Molecular Engineering of Metal–Organic Frameworks as Efficient Electrochemical Catalysts for Water Oxidation

Metal–organic framework (MOF) solids with their variable functionalities are relevant for energy conversion technologies. However, the development of electroactive and stable MOFs for electrocatalysis still faces challenges. Here, a molecularly engineered MOF system featuring a 2D coordination network based on mercaptan–metal links (e.g., nickel, as for Ni(DMBD)‐MOF) is designed. The crystal structure is solved from microcrystals by a continuous‐rotation electron diffraction (cRED) technique.
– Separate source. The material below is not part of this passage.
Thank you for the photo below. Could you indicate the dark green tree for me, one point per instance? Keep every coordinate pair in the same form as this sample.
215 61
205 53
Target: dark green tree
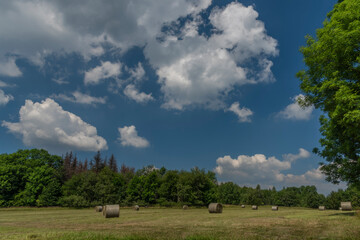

Computational results indicate a metallic electronic structure of Ni(DMBD)‐MOF due to the Ni–S coordination, highlighting the effective design of the thiol ligand for enhancing electroconductivity. Additionally, both experimental and theoretical studies indicate that (DMBD)‐MOF offers advantages in the electrocatalytic oxygen evolution reaction (OER) over non‐thiol (e.g., 1,4‐benzene dicarboxylic acid) analog (BDC)‐MOF, because it poses fewer energy barriers during the rate‐limiting *O intermediate formation step. Iron‐substituted NiFe(DMBD)‐MOF achieves a current density of 100 mA cm−2 at a small overpotential of 280 mV, indicating a new MOF platform for efficient OER catalysis. Molecular design and crystal engineering strategy are applied to construct thiol‐functionalized metal–organic frameworks (MOFs). This MOF platform is successfully decorated with nickel–sulfur links cooperating in the network. The prepared 2D MOF with enhanced electro‐conductivity and modified electronic structure demonstrates superior activity and robust stability toward the oxygen evolution reaction (OER), which paves the way to design MOFs at a molecular level.